A new study from the government's Analytical Center finds that roughly 17 % of the working population, about 12.1 million Russians, must scrape by on inadequate incomes. The working poor are defined as individuals whose incomes are insufficient to cover the minimum needed to support a family. Many working poor households rely on microcredit, payday loans or consumer credit. This is reflected in rising indebtedness among Russia's poorest households.
Low wages are a particular problem in public-sector fields dominated by female labour. Rosstat figures show that 7 % of wage-earners on average are paid wages below the monthly subsistence minimum. Over 17 % of people working in the education sector or various municipal services earn below-subsistence wages. The regional variation in the economic structure and the public sector's role are reflected in the regional variations in working poor numbers. For example, in many regions of the North Caucasus Federal District over a fifth of workers are paid wages below the subsistence minimum.

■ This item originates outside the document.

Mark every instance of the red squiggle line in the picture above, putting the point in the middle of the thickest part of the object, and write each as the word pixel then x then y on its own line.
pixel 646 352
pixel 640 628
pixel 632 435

Raising the minimum wage to the level required by the law, i.e. the subsistence minimum, has been discussed for years and is now set to be achieved by 2019. The minimum wage was raised twice in 2016, and at the beginning of July 2017 the monthly minimum wage was increased to 7,800 rubles (115 euros). The official minimum wage is now about 60 % of the average subsistence minimum and about 20 % of the average monthly wage, which is quite low by international standards. The minimum wage in most OECD countries is about 40 % of the average wage.